Mapping CCI Land Cover to CABLE PFTs

We have a first working configuration of the ACCESS-AM3 model with land ancillaries generated from the CCI 300m resolution land cover dataset. While there are still some small technical barriers to get over (see this thread for my updates on vegfunc ancillaries), we need to think about the primary science question: Mapping from the CCI land cover classifications to CABLE PFTs.

I plan to bring this up at one of the upcoming Land Working Group meetings. I’ve collected a series of plots in this zipfile (feel free to message me directly for a copy as well) that describes a quick first pass mapping from the CCI land cover classes to CABLE PFTs, one for each CCI class bar open water (see example below). I’d like to put this on your radar @alexnorton since you recently did something similar with the NVIS data (although I know you’re still be very busy with ESM1.6).

What metrics should we be using to judge how good (scientifically) the conversions are? Do we need to think about land use change as well? Given this will eventually feed into to ACCESS-ESM3, I think we will have to at some point.

@lachlanswhyborn @mlipson Quick response here - I suspect that we need to split the thinking up a bit. But certainly worth canvassing the broader community. I can see at least 2 use cases:

  1. weather/climate studies based around current/known land cover - in which case the mapping we need is directly from CCI to CABLE tiles.
  2. climate/ESM in a CMIP-like applications - in which case the mapping needs to also incorporate land use change**

Our first goal is really for use case 1. only. The two use cases likely need separating codewise since there is different science involved**.

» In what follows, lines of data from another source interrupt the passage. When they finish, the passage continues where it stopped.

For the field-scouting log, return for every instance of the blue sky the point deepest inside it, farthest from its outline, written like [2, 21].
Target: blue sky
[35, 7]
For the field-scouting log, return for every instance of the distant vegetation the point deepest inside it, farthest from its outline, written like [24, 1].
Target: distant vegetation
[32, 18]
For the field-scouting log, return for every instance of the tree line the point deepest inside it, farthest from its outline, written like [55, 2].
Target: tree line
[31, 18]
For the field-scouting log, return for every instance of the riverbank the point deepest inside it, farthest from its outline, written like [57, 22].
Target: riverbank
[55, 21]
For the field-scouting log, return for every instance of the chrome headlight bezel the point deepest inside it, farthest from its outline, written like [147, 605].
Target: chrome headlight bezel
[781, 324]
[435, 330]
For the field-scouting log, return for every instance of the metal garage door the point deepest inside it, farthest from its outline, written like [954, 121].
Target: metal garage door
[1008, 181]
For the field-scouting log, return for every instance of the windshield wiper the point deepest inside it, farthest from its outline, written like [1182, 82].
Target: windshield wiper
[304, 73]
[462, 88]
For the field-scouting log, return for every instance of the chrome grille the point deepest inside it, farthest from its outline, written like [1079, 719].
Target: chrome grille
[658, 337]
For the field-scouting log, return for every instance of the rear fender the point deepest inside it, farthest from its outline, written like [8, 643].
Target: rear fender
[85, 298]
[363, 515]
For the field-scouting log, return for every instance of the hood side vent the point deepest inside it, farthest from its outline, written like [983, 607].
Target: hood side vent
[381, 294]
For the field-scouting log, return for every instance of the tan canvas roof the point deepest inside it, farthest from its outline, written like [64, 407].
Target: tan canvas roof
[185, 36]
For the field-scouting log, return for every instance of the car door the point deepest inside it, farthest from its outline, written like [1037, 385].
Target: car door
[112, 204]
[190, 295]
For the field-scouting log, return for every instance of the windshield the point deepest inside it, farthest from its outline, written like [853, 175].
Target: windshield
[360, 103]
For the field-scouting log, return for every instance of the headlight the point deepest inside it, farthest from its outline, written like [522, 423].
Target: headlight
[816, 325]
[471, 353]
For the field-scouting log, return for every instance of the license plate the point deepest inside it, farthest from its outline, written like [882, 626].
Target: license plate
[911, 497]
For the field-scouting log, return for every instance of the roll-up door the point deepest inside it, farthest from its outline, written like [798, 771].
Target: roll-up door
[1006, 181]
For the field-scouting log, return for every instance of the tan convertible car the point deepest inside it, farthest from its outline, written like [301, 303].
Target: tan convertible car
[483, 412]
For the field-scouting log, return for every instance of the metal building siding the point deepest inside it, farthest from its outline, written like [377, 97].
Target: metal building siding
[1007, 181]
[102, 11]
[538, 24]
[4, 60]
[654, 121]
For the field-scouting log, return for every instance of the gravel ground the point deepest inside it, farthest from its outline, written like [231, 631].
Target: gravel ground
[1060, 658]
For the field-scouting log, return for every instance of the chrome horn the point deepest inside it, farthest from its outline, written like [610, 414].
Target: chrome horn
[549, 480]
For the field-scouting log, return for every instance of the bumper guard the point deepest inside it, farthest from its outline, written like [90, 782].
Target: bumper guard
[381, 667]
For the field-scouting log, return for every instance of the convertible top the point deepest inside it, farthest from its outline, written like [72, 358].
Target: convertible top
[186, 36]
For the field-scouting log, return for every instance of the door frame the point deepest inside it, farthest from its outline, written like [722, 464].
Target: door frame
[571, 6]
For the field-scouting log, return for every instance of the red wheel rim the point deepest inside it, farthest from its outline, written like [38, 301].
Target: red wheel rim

**In effect as well as CCI->CABLE part 2 needs a CABLE pre-industrial->CABLE present in a way that picks up what CCI/CABLE thinks would have been the natural vegetation mix, and how LUH2/3 thinks how much land cover has changed. This also brings in questions around vegetation mix (tree:grass) and the detail of the how to distribute the LUH and CCI forest/woodland between our 4 CABLE woody PFTs - which also links into the technical limitations with POP/POPLUC.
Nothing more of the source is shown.